体脂肪計に腹筋マシーン、時計、財布、トランクス、猫の家、サングラス、男性用香水などなど、ああだこうだと考えた末、やっぱり買ってしまった全24アイテム。安物買いの銭失いの見本もいっぱいあって、笑えます。

冒頭を飾るのは腹筋マシーン。

ほら、深夜のTV通販番組でよく宣伝している類のアメリカ製エクササイズマシーンです。ちょっとデバラが気になる先生は科学的な理論に洗脳されて電話しそうになるものの、値段の高さでなんとか衝動買いを踏みとどまります。
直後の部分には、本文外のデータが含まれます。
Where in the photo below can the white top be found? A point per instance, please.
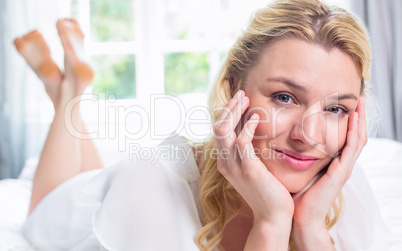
(153, 205)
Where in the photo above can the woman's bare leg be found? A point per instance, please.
(63, 155)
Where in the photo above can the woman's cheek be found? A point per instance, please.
(336, 136)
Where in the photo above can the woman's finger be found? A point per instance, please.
(224, 129)
(244, 144)
(347, 157)
(362, 124)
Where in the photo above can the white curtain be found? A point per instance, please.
(22, 96)
(384, 22)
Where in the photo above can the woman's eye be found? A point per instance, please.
(284, 98)
(336, 110)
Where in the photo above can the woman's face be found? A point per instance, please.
(304, 95)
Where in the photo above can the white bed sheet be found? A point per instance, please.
(381, 161)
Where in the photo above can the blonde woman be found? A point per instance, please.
(289, 124)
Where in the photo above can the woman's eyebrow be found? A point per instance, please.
(287, 82)
(293, 85)
(342, 97)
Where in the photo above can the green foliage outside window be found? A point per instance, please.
(186, 72)
(115, 75)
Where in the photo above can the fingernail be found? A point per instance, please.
(255, 116)
(238, 93)
(243, 99)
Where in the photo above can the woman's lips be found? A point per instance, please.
(296, 160)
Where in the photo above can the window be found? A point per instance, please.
(144, 47)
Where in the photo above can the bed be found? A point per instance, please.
(380, 161)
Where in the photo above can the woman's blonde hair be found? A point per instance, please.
(308, 20)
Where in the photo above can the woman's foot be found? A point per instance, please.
(34, 49)
(76, 65)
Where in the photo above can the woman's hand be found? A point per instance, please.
(271, 203)
(311, 207)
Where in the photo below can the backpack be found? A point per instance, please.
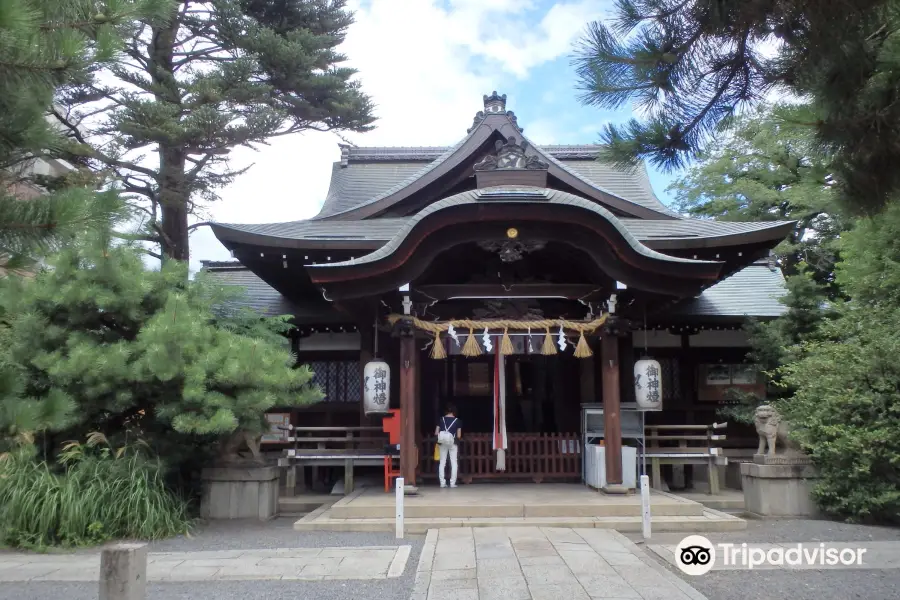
(445, 438)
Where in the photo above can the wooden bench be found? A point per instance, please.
(685, 445)
(312, 446)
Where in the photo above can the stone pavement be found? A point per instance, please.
(537, 563)
(304, 564)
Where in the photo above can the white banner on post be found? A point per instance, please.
(645, 506)
(399, 508)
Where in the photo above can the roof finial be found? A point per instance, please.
(495, 104)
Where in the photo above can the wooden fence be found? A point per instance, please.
(535, 456)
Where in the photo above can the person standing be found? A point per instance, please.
(448, 432)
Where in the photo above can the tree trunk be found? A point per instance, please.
(174, 195)
(173, 201)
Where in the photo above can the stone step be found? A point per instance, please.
(302, 504)
(709, 521)
(727, 500)
(468, 511)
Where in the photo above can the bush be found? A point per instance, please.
(94, 493)
(846, 415)
(845, 410)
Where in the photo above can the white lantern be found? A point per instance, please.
(648, 384)
(377, 388)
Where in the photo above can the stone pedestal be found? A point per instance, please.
(239, 493)
(779, 486)
(123, 572)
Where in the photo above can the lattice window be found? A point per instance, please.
(339, 380)
(671, 376)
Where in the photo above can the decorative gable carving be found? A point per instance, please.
(510, 155)
(509, 165)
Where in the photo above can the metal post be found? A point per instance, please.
(399, 502)
(645, 506)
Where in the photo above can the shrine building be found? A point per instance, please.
(522, 284)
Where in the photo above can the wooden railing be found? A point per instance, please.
(535, 456)
(685, 445)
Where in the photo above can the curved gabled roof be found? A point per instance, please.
(366, 172)
(509, 194)
(485, 214)
(467, 152)
(372, 233)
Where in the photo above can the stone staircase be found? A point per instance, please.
(373, 510)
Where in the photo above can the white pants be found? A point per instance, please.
(444, 451)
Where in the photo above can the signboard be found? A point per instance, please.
(716, 379)
(276, 435)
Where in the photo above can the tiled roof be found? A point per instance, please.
(384, 229)
(526, 194)
(693, 228)
(366, 174)
(262, 297)
(753, 292)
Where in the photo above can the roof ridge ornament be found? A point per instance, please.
(495, 104)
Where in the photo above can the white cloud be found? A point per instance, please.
(415, 58)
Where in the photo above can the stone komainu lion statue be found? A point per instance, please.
(771, 429)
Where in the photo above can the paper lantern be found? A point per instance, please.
(648, 384)
(377, 388)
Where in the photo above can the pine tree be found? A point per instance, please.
(216, 75)
(101, 343)
(691, 64)
(46, 44)
(765, 167)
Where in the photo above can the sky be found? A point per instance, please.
(437, 57)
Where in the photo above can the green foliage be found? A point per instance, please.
(689, 65)
(212, 77)
(94, 494)
(44, 45)
(845, 406)
(765, 167)
(104, 342)
(845, 412)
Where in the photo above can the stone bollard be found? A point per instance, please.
(123, 572)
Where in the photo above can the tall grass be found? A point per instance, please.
(94, 494)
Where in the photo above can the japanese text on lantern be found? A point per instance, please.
(380, 376)
(652, 373)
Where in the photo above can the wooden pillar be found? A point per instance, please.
(612, 425)
(408, 367)
(366, 341)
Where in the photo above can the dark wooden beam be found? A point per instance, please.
(612, 425)
(571, 291)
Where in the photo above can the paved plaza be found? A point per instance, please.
(536, 563)
(301, 564)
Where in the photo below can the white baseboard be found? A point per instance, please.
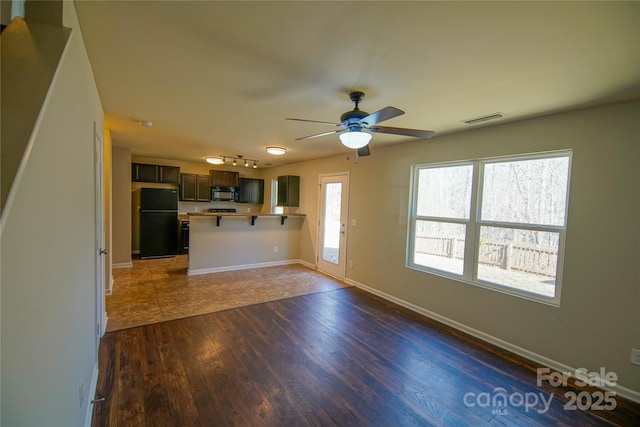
(90, 396)
(243, 267)
(544, 361)
(128, 264)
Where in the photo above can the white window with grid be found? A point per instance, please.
(499, 223)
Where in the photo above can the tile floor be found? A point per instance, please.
(157, 290)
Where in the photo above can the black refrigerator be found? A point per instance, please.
(158, 223)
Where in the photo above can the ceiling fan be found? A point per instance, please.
(354, 122)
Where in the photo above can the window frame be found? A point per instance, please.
(474, 225)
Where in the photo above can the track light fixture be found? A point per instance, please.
(234, 160)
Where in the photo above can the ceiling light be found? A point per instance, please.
(355, 139)
(215, 160)
(276, 151)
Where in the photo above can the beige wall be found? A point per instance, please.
(598, 321)
(48, 256)
(238, 243)
(121, 193)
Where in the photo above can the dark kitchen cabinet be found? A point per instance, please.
(251, 191)
(194, 188)
(169, 174)
(218, 178)
(289, 190)
(144, 173)
(141, 172)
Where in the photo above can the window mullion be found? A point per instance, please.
(471, 236)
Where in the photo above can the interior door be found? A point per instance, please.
(332, 238)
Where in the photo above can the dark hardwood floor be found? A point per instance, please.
(338, 358)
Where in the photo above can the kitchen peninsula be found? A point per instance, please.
(223, 241)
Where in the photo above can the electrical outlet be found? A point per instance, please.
(81, 392)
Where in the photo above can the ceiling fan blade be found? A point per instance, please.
(320, 134)
(402, 131)
(315, 121)
(364, 151)
(381, 115)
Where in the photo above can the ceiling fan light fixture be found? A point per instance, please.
(215, 160)
(355, 139)
(276, 151)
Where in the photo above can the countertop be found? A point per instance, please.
(243, 214)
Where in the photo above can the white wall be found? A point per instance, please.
(598, 321)
(48, 253)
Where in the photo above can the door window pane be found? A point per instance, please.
(439, 245)
(332, 226)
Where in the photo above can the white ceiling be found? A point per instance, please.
(219, 78)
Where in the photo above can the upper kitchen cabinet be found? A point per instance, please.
(141, 172)
(289, 190)
(194, 188)
(218, 178)
(251, 191)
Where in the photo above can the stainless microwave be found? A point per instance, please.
(224, 194)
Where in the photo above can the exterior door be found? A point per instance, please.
(332, 238)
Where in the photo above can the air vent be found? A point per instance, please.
(483, 118)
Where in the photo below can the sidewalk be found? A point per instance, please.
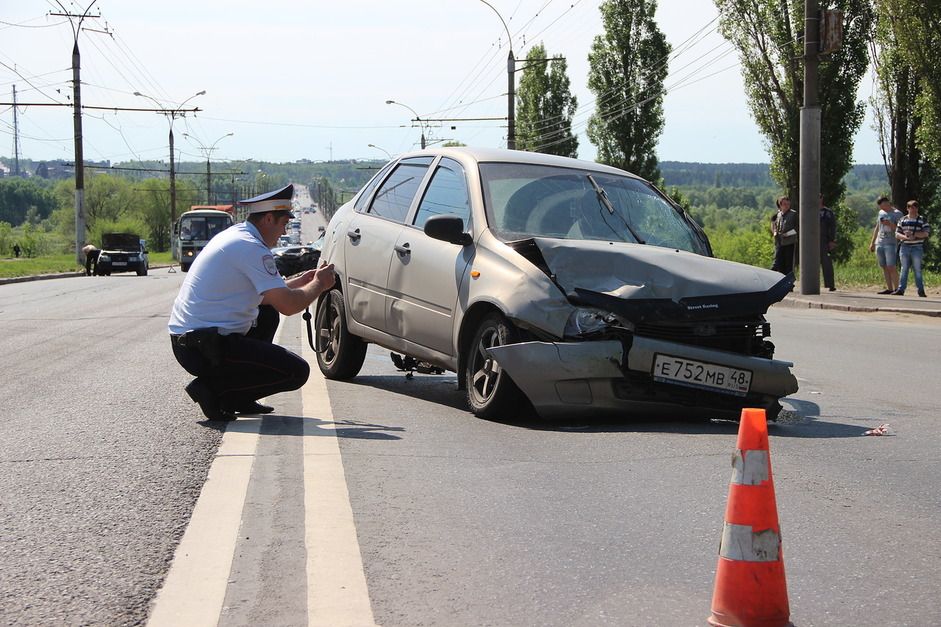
(863, 302)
ところが似たものが近所のスーパーで3900円で売っていた! これにはもはや耐えることができず、即、ゲット。家族の顰蹙をよそに、さっそくトレーニングを開始したものの、腰にギクッと鈍痛が…。かくして世の習い通り、書斎の粗大ゴミに成り果てたそう。私は同じく仕事部屋の片隅に埃をかぶって転がっている鋼鉄製の足踏みマシーンを見やって、激しく共感したのでした。

そんなおかしみのある買い物の顛末記。買おうか買うまいか悩みに悩んだ過程や、正当化するための理屈、買った結果などが、ボードレールの詩を引用するなど、無茶ブリな知性を織り交ぜながら独り言のように書かれていて、インテリジェンス全開の言い訳に、くだらない買い物ほどおかしみがあります。